Le Comité pour la Justice (Committee for Justice – CFJ) observe avec une vive préoccupation la vague de protestations et de grèves générales touchant des secteurs vitaux en Tunisie (Éducation, Santé, Transport). Ces mouvements sont le résultat direct d’une politique de « dilatation » et de mépris des engagements conventionnels par les autorités.
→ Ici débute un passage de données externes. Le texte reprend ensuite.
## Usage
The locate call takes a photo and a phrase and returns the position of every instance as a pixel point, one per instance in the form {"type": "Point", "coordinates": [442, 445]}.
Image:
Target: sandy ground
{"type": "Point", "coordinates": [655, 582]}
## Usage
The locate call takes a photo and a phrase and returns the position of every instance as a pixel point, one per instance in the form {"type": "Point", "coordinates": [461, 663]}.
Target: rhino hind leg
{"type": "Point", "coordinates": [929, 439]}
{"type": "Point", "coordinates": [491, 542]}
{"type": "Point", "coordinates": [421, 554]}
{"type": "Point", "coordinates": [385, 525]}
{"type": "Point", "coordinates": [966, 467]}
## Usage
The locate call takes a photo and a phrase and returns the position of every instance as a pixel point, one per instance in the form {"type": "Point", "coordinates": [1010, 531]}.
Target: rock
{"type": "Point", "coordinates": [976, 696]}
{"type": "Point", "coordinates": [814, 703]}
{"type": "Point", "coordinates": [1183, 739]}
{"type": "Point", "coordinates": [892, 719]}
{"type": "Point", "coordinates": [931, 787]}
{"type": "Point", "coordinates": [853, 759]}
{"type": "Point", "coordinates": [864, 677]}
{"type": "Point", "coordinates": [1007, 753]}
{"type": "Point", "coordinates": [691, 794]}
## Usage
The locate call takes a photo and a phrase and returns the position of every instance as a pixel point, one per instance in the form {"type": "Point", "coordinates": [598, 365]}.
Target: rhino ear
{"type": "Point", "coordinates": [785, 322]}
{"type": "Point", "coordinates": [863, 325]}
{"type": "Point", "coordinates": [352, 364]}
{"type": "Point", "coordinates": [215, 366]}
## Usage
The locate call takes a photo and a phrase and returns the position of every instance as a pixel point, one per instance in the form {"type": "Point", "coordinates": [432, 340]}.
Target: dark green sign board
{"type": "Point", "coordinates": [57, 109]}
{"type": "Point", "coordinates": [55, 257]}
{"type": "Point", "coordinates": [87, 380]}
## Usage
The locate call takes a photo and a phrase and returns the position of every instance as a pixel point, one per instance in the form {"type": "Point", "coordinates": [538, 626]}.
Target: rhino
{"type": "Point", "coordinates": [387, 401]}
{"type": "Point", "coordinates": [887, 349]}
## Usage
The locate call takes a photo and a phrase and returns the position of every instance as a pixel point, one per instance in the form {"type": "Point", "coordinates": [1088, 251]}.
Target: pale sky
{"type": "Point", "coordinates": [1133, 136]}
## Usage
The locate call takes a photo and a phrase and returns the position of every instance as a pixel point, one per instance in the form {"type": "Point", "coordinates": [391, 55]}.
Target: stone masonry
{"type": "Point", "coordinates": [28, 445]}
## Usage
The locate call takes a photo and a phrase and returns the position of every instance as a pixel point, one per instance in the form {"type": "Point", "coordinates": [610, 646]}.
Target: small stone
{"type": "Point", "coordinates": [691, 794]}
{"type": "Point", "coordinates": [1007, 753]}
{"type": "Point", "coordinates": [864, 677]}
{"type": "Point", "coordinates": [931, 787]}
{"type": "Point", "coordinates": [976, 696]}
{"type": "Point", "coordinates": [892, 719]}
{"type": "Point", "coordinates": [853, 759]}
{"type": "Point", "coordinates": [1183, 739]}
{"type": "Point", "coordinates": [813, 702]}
Le Comité considère que l’obstination du gouvernement à ignorer les résultats du dialogue social constitue une violation grave des droits économiques et sociaux garantis par la Constitution tunisienne et les conventions internationales.
Le Comité souligne les violations suivantes :
- Secteur du Transport : Le Comité dénonce le non-respect par le ministère du Transport des accords concernant le transport public non régulier, poussant à une grève générale le 27 avril 2026.
- Enseignement Secondaire : Le Comité condamne la fermeture du dialogue par le ministère de l’Éducation et le recours aux retenues sur salaires comme mesure punitive contre les grévistes du 7 avril 2026, ce qui entrave le droit syndical.
- Secteur de la Santé : Le Comité est alarmé par la persistance de l’emploi précaire pour 764 agents contractuels, privés de titularisation malgré les dispositions de la loi de finances 2026.
Le Comité pour la Justice (CFJ) appelle les autorités tunisiennes à activer immédiatement tous les accords sectoriels et à mettre fin à l’emploi précaire. Le Comité réaffirme que la stabilité de la Tunisie dépend du respect des droits sociaux et non de la répression des mouvements revendicatifs.